5. The next step is to then test these different bridges with small weights ranging from ½ to 5 pound incensements. These will now be known as the loads on the bridge. Basically see how much load a bridge can hold before collapsing. These loads will be in a weight range from around 0.5 to about 1.0 LBS. For the experiment I will then be putting the bridges on a table and then a bucket and then the loads will be added until the bridge fails.
6. After wards count the amount of loads that the bridge took and I will make a graph to record those results.
4. Data Analysis- To analyze the results I I will create a chart that outline the ‘TOW’ which represents the Times its own weight factor of efficiency. I will also create a chart to outline the amount of deflection created by the bridge during the experimentation and its weight increments. This chart will then allow for a better conclusion as to which bridge was the most weight bearing, efficient, and best overall bridge.

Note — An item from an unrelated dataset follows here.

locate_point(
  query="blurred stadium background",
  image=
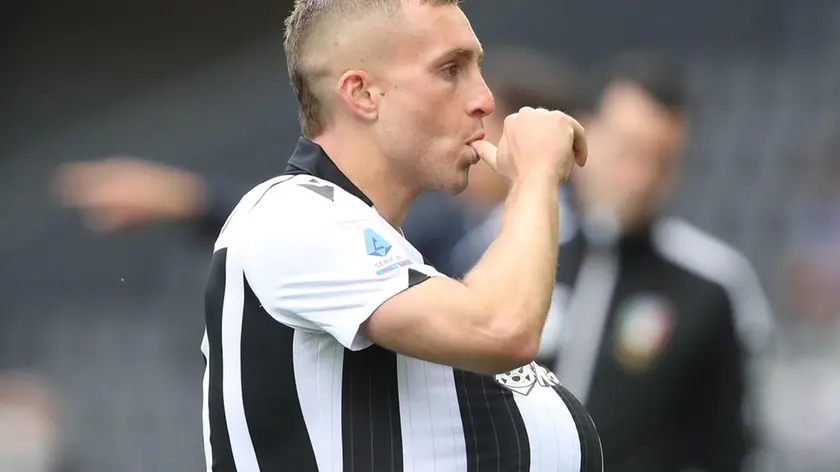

My Presentations' Terminology

Beam
A structural member, usually horizontal, with a main function to carry loads cross-ways to its longitudinal axis. These loads usually result in bending of the beam member. Examples of beams are simple, continuous, and cantilever.

Beam-Column
This is a structural member whose main function is to carry loads both parallel and transverse to the longitudinal axis.

Cantilever
Cantilever refers to the part of a member that extends freely over a beam, which is not supported at its end.

Collateral Load
Collateral load is additional dead loads (not the weight of people and not the weight of the building itself), such as plumbing, duct work, ceilings, and other components of the structure.

Column
A column is a main vertical member that carries axial loads from the main roof beams or girders to the foundation parallel to its longitudinal axis.

Continuity
Continuity is the term given to a structural system describing the transfer of loads and stresses from member to member as if there were no connections.

Damping
Damping is the rate of decay of amplitude for floor vibrations.

Dead Load
Dead load describes the loads from the weight of the permanent components of the structure.

Deflection
Deflection is the displacement of a structural member or system under a load.

Dynamic Load
This type of load varies over time.

Footing
A footing is a slab of concrete under a column, wall, or other structural to transfer the loads of the member into the surrounding soil.

Foundation
A foundation supports a building or structure.

Load
An outside force that affects the structure or its members.

Torsion Loads
A load that causes a member to twist about its longitudinal axis. A couple or moment in a plane perpendicular to the axis produces simple torsion.

Compression The force that makes the bridges' ends want to come together.

Tension The force that tries to separate the bridges' ends.